Connect with us

Technology

Hugging Face releases a benchmark for testing generative AI on health tasks

Avatar

Published

on

Hugging Face releases a benchmark for testing generative AI on health tasks

Generative AI models are increasingly being introduced into healthcare – perhaps prematurely in some cases. Early adopters believe they will achieve greater efficiencies while revealing insights that would otherwise be missed. Critics, meanwhile, point out that these models have flaws and biases that could contribute to poorer health outcomes.

But is there a quantitative way to know how useful or harmful a model can be when tasked with things like summarizing patient records or answering health-related questions?

Hugging Face, the AI ​​startup, proposes a solution newly released benchmark test called Open Medical-LLM. Founded in collaboration with researchers from the non-profit organization Open Life Science AI and the University of Edinburgh’s Natural Language Processing Group, Open Medical-LLM aims to evaluate the performance of generative AI models on a range of medical-related standardize tasks.
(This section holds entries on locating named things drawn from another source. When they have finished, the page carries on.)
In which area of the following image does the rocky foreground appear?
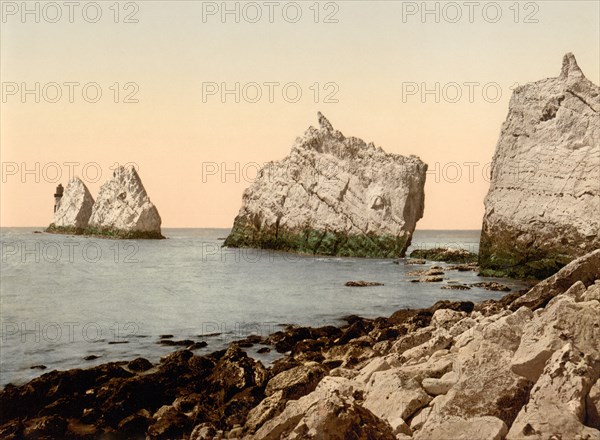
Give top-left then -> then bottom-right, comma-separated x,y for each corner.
225,113 -> 427,258
479,53 -> 600,279
0,250 -> 600,440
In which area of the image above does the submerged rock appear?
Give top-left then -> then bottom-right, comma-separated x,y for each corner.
345,281 -> 384,287
479,53 -> 600,279
50,177 -> 94,232
224,113 -> 427,258
89,167 -> 164,238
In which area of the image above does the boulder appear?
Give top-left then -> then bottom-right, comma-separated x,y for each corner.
89,167 -> 163,238
421,371 -> 458,396
413,416 -> 508,440
363,368 -> 431,423
510,249 -> 600,310
585,379 -> 600,429
581,280 -> 600,301
265,362 -> 327,399
511,295 -> 600,382
432,307 -> 533,429
506,344 -> 600,440
479,53 -> 600,278
224,113 -> 427,258
253,376 -> 396,440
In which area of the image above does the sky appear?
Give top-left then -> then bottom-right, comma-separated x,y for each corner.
0,1 -> 600,229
Open Medical-LLM is not a from scratch a benchmark in itself, but rather an amalgamation of existing test sets – MedQA, PubMedQA, MedMCQA and so on – designed to examine models of general medical knowledge and related areas such as anatomy, pharmacology, genetics and clinical practice. The benchmark includes multiple-choice and open-ended questions that require medical reasoning and understanding, drawing on materials such as US and Indian medical licensing exams and college biology test question banks.

“[Open Medical-LLM] allows researchers and practitioners to identify the strengths and weaknesses of different approaches, stimulate further progress in the field, and ultimately contribute to better patient care and outcomes,” Hugging Face wrote in a blog post.
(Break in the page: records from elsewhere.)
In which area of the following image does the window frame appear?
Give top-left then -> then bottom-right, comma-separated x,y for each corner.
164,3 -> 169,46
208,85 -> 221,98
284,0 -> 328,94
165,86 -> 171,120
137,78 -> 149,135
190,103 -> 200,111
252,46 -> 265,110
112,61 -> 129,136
generation of AI healthcare

Image credits: Hugging face

Hugging Face positions the benchmark as a “robust assessment” of generative AI models for healthcare. But some medical experts on social media cautioned against putting too much stock in Open Medical-LLM, lest it lead to ill-informed implementations.

On factual clinical practice can be quite large.

Hugging Face researcher Clémentine Fourrier, co-author of the blog post, agreed.

“These rankings should only be used as a first approximation [generative AI model] to explore for a particular use case, but then a deeper testing phase is always needed to investigate the limits and relevance of the model in real-world conditions,” Fourrier replied about X. “Medical [models] should absolutely not be used by patients on their own, but should instead be trained as supporting tools for physicians.”

It’s reminiscent of Google’s experience when it tried to bring an AI screening tool for diabetic retinopathy to healthcare systems in Thailand.

Google created a deep learning system that scanned images of the eye, looking for evidence of retinopathy, a leading cause of vision loss. But despite the high theoretical accuracy, the tool proved impractical in real-world testingwhich frustrates both patients and nurses with inconsistent results and a general lack of harmony with real-world practice.

Significantly, of the 139 AI-related medical devices the US Food and Drug Administration has approved to date, none use generative AI. It is exceptionally difficult to test how the performance of a generative AI tool in the laboratory will translate to hospitals and outpatient clinics, and, perhaps more importantly, how the outcomes might evolve over time.

That is not to say that Open Medical-LLM is not useful or informative. If anything, the results rankings serve as a reminder of how bad models answer fundamental health questions. But Open Medical-LLM, and no other benchmark, is a substitute for carefully thought-out real-world testing.